Nous essayons de plus en plus de collaborer et d’apprendre les uns des autres dans ce domaine. Nous nous exprimons tous de façons très différentes. Les Nations unies et le secteur privé ne communiquent pas toujours de la même façon, alors nous essayons de nous entendre. À mon avis, les sociétés du secteur privé peuvent avoir un impact considérable.

Le président : Merci beaucoup, madame Bechdol.

Le sénateur Woo : Bonsoir. Merci d’être venus. Le problème des petits exploitants agricoles est très ancien. D’une certaine façon, il est endémique dans le monde de l’entreprise. J’ai une question plus générale au sujet du développement économique et de l’abandon de l’agriculture comme principale source de production économique pour la population. Il ne s’agit pas seulement des revenus gagnés à l’extérieur de la ferme, qui est une façon de s’attaquer au problème, mais de la grande question macroéconomique suivante : est-il possible d’inciter les gens à passer de leurs domaines de faible productivité à des domaines de meilleure productivité qui, en même temps, renforcerait leur résilience face aux catastrophes climatiques et météorologiques?

Pouvez-vous nous parler de ce qui se passe en Afrique dans les pays où vous intervenez?
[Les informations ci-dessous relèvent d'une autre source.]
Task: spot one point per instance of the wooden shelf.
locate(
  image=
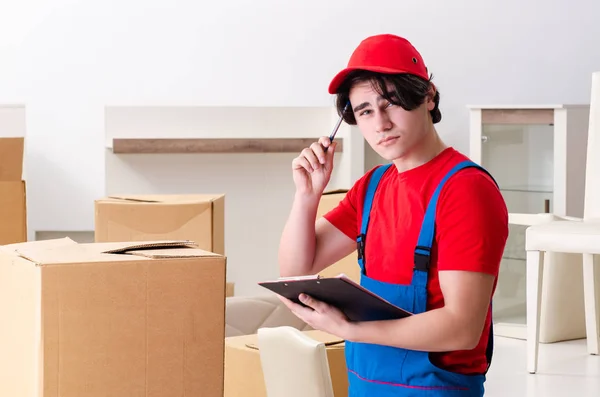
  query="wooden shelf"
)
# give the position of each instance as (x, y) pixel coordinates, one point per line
(208, 145)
M. Sitko : Je peux commencer. Vous avez raison : il y a eu très peu de progrès, du moins en Afrique subsaharienne, en ce qui concerne la transition de l’agriculture à faible productivité vers des sources d’emploi mieux rémunérées et plus productives pour les petits exploitants. Comme vous le dites, plusieurs facteurs entrent en ligne de compte.
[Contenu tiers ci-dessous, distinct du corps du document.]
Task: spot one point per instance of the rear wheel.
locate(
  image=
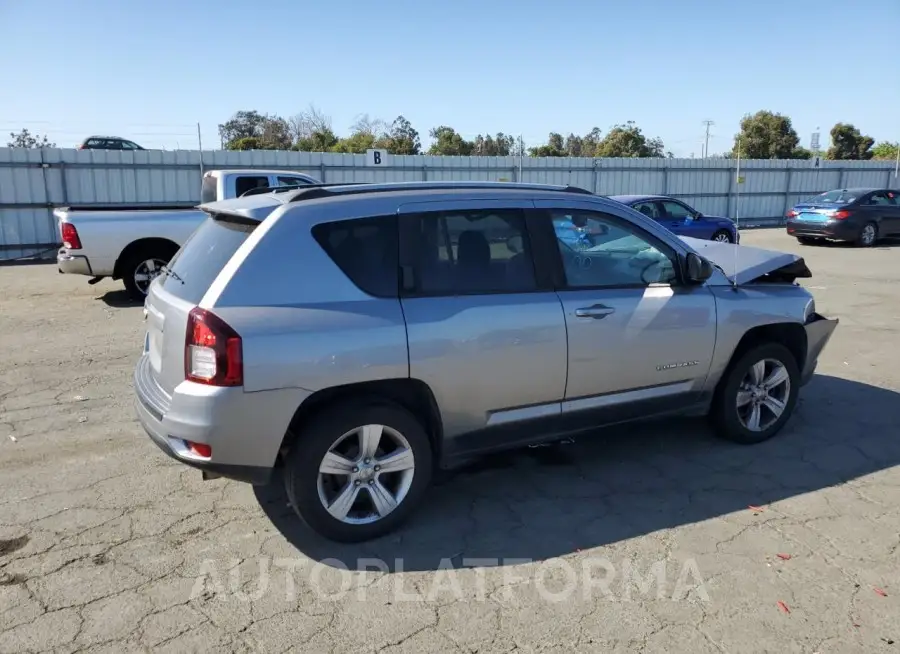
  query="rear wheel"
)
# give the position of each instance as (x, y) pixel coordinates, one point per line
(358, 471)
(757, 395)
(867, 235)
(141, 267)
(722, 236)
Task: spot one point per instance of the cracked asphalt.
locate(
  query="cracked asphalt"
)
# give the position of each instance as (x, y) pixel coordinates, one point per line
(655, 538)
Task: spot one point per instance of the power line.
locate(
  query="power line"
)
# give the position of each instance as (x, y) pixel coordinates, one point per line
(708, 124)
D’abord, l’économie non agricole stagne. Nous vivons à l’ère postindustrielle, n’est-ce pas? À notre époque, nous ne constatons plus le même pouvoir d’attraction que les grands centres manufacturiers exerçaient sur des millions de gens de la terre en quête d’emplois salariés. Ce type de défi structurel est jumelé au fait que l’agriculture à très petite échelle est, en bonne partie, désormais plus exposée à des conditions extrêmes, tant en matière de volatilité des prix sur les marchés mondiaux qu’en matière de conjoncture climatique locale.

Quant au principal moteur de la création d’emplois non agricoles en Asie du Sud-Est — où l’on observait, d’une part, une agriculture à forte productivité permettant de dégager des revenus excédentaires, et, d’autre part, une demande accrue pour des produits qui attiraient des investissements dans les industries locales et incitaient les gens à quitter la ferme —, force est de constater que cette dynamique s’exerce de plus en plus difficilement dans de nombreuses régions de l’Afrique subsaharienne.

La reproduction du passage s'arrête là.